São muitos os católicos que confundem a sua opinião política pessoal com a verdade moral e religiosa. Têm dificuldade em saber o que é opinião e, portanto, prudência na arte prática da ação política e social. Pensam que o cristianismo é conservador, ou que é progressista. Ao mesmo tempo, desconhecem muitas vezes a verdade ética, devido a uma grande ignorância religiosa e ao relativismo ambiental.
Francisco ensinou ao mundo que a Igreja não é de direita nem de esquerda, é simplesmente católica, o que significa universal. Cada católico pode escolher ser politicamente conservador ou progressista. E, portanto, um católico, um cristão, vota de acordo com a sua consciência, uma consciência bem formada, de acordo com o ensinamentos sociais da Igreja. Prudencialmente. Mas aqui está o cerne da questão: há tanta ignorância ética!
Por exemplo, no Canadá, um católico podia votar nos liberais de Mark Carney, que ganharam as eleições de 28 de abril, ou nos conservadores de Pierre Poilievre, que perderam as eleições. Ambos os partidos promoveram políticas problemáticas do ponto de vista da doutrina social da Igreja. Qual seria o mal menor?
A propósito das eleições americanas de novembro passado, Francisco disse numa conferência de imprensa no avião papal, a 14 de setembro de 2024: "É preciso escolher o menor de dois males. Aquela senhora (Kamala Harris) ou aquele cavalheiro (Donald Trump)? Não sei. Toda a gente com consciência tem de pensar nisto e escolher. Expulsar imigrantes, deixá-los onde quiser, abandoná-los... é uma coisa terrível de se fazer, há maldade nisso. Expulsar uma criança do ventre da mãe é um assassínio, porque há vida".

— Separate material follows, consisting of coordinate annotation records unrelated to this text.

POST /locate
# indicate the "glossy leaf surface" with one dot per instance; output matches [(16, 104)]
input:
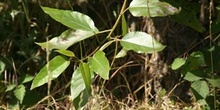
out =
[(141, 42)]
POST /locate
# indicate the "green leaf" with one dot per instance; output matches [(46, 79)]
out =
[(151, 8), (214, 82), (27, 78), (66, 53), (141, 42), (81, 100), (19, 92), (121, 53), (177, 63), (124, 25), (201, 87), (100, 64), (194, 75), (71, 19), (2, 67), (77, 84), (85, 72), (56, 66), (66, 39)]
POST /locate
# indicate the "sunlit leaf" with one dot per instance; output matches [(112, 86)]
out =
[(19, 92), (66, 53), (77, 83), (151, 8), (100, 64), (81, 100), (177, 63), (86, 74), (71, 19), (27, 78), (194, 75), (141, 42), (201, 87), (56, 66), (66, 39)]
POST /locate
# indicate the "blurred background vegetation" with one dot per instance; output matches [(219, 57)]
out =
[(22, 23)]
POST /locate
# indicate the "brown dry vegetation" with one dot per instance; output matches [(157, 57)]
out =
[(137, 81)]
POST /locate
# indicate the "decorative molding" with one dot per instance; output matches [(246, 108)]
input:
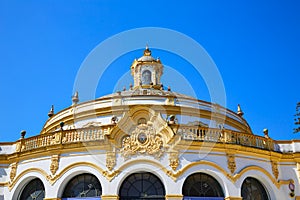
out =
[(233, 198), (275, 169), (143, 140), (54, 164), (174, 160), (174, 197), (91, 124), (13, 171), (109, 197), (110, 160), (231, 163)]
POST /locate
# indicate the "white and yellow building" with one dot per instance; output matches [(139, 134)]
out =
[(148, 143)]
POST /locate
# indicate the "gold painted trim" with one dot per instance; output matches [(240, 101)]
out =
[(256, 168), (53, 179), (52, 198), (109, 197), (4, 184), (233, 198), (40, 171)]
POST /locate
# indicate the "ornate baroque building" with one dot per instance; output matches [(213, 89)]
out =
[(148, 143)]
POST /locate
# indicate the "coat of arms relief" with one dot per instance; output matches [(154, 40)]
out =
[(142, 140)]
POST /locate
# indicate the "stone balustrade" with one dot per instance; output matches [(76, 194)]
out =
[(192, 133)]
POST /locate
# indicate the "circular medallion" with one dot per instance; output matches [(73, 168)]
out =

Poucos dias antes de o Senado argentino ter legalizado o aborto, a 30 de dezembro de 2020, Francisco tinha sublinhado, a propósito dessa lei: "O Filho de Deus nasceu descartado para nos dizer que cada pessoa descartada é um filho de Deus. Ele veio ao mundo como uma criança vem ao mundo, fraco e frágil, para que possamos acolher com ternura as nossas fragilidades".
A um deputado argentino que eu tinha escrito em novembro de 2020: "Sobre a questão do aborto, tenha em mente que não é principalmente uma questão religiosa, mas uma questão de ética humana, antes de qualquer confissão religiosa. É justo eliminar uma vida humana para resolver um problema? É justo contratar um assassino para resolver um problema?"
Há dez anos, na sua famosa encíclica Laudato si‘ (nn. 60-61) Francisco afirmou: "Desenvolveram-se várias visões... e possíveis soluções. Num extremo, há quem se agarre ao mito do progresso a todo o custo e afirme que os problemas ecológicos serão resolvidos simplesmente com novas aplicações técnicas, sem considerações éticas ou mudanças substantivas. No outro extremo, outros entendem que o ser humano, com qualquer das suas intervenções, só pode ser uma ameaça e prejudicar o ecossistema global e que, por isso, é desejável reduzir a sua presença no planeta e impedir que intervenha de qualquer forma".
"Entre estes extremos, a reflexão deve identificar possíveis cenários futuros, porque não existe um caminho único para uma solução. Isto daria origem a vários contributos que poderiam entrar em diálogo para obter respostas globais. Em muitas questões concretas, a Igreja não tem motivos para propor uma palavra definitiva e entende que deve escutar e promover o debate honesto entre os cientistas, respeitando a diversidade de opiniões. Mas basta olhar com honestidade para ver que há uma grande deterioração da nossa casa comum. A esperança convida-nos a reconhecer que há sempre uma saída". O que ele escreve sobre a nossa casa comum, o planeta Terra, poderia ser aplicado a muitas outras questões candentes.
Com o seu magistério, Francisco quis responsabilizar os governantes, os dirigentes, os intelectuais e cada cristão, cada cidadão comum: sensibilizá-los para promoverem soluções moralmente boas. Sobre o matrimónio e a família, sobre a vida desde a conceção até à morte natural, sobre Gaza e o Congo e outras guerras, sobre a imigração, a economia, a saúde... Não esqueçamos, para terminar com um exemplo dilacerante, que quase 800 milhões de pessoas (ou seja, 10 % da humanidade) têm dificuldade em ter acesso a uma alimentação adequada: para elas, todos os dias são dias de jejum. Existe uma "policrise", devida, entre outros factores, às alterações climáticas e aos conflitos, que está a inverter os progressos na luta contra a fome (ver o relatório de duas ONG europeias. Índice Global da Fome 2023).